Witamina C to chyba najpopularniejszy i najchętniej poszukiwany składnik w kosmetykach. I nic w tym dziwnego, ponieważ ma wiele zalet! Witamina C redukuje przebarwienia, rozświetla skórę, ujędrnia i wzmacnia naczynia krwionośne. Tym razem miałam okazję używać serum z witaminą C AA2G marki MyVita, która zajmuje się produkcją i dystrybucją zdrowej żywności i suplementów diety. W swojej ofercie posiada także kosmetyki naturalne. Już teraz mogę Wam zdradzić, że serum z witaminą C jest warte Waszego zainteresowania. Zapraszam do wpisu!

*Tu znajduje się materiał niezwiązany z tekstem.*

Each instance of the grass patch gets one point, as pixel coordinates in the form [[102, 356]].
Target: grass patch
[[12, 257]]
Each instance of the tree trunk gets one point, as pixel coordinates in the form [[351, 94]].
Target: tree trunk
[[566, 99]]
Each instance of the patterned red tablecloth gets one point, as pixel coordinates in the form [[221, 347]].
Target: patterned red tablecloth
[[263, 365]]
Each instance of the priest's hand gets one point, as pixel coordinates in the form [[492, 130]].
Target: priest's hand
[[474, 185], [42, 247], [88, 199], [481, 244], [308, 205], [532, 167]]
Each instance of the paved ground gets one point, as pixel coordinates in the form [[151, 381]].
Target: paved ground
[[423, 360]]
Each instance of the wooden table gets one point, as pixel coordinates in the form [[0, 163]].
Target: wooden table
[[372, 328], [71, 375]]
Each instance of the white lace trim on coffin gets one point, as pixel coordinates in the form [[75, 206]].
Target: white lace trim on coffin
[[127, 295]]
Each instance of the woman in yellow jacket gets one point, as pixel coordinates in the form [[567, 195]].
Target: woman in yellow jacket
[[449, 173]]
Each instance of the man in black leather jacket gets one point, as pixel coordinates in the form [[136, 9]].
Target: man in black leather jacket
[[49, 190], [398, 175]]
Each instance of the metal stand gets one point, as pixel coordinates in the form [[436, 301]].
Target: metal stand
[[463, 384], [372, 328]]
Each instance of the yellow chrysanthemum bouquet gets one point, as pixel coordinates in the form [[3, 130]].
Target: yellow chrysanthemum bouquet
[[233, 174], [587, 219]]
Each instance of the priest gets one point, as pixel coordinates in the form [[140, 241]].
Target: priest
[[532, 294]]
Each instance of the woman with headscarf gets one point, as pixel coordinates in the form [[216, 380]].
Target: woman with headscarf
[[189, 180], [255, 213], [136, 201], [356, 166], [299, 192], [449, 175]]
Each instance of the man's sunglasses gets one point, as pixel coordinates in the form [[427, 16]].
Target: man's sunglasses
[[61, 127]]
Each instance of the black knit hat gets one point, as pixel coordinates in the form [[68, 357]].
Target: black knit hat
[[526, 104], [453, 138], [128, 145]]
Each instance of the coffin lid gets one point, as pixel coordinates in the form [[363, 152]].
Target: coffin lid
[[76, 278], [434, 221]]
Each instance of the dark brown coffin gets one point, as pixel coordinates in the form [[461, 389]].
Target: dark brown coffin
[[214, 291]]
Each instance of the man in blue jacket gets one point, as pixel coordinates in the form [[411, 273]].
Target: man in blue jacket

Stabilizowana witamina C i trójcząsteczkowy kwas hialuronowy
Pomimo tego, że serum z witaminą C posiada wysokie stężenie substancji aktywnych, to jest przeznaczone do codziennego użytku. Stabilizowana witamina C AA2G to innowacyjna formuła, która przenika w głąb skóry i wykazuje wysoką aktywność i skuteczność działania. Głębokie wnikanie tej formy witaminy C zapewnia nam lepsze efekty odżywcze i odmładzające. Co ważne, nie powoduje podrażnień, tak jak jej tradycyjna forma, czyli kwas askorbinowy i wykazuje wysoką stabilność.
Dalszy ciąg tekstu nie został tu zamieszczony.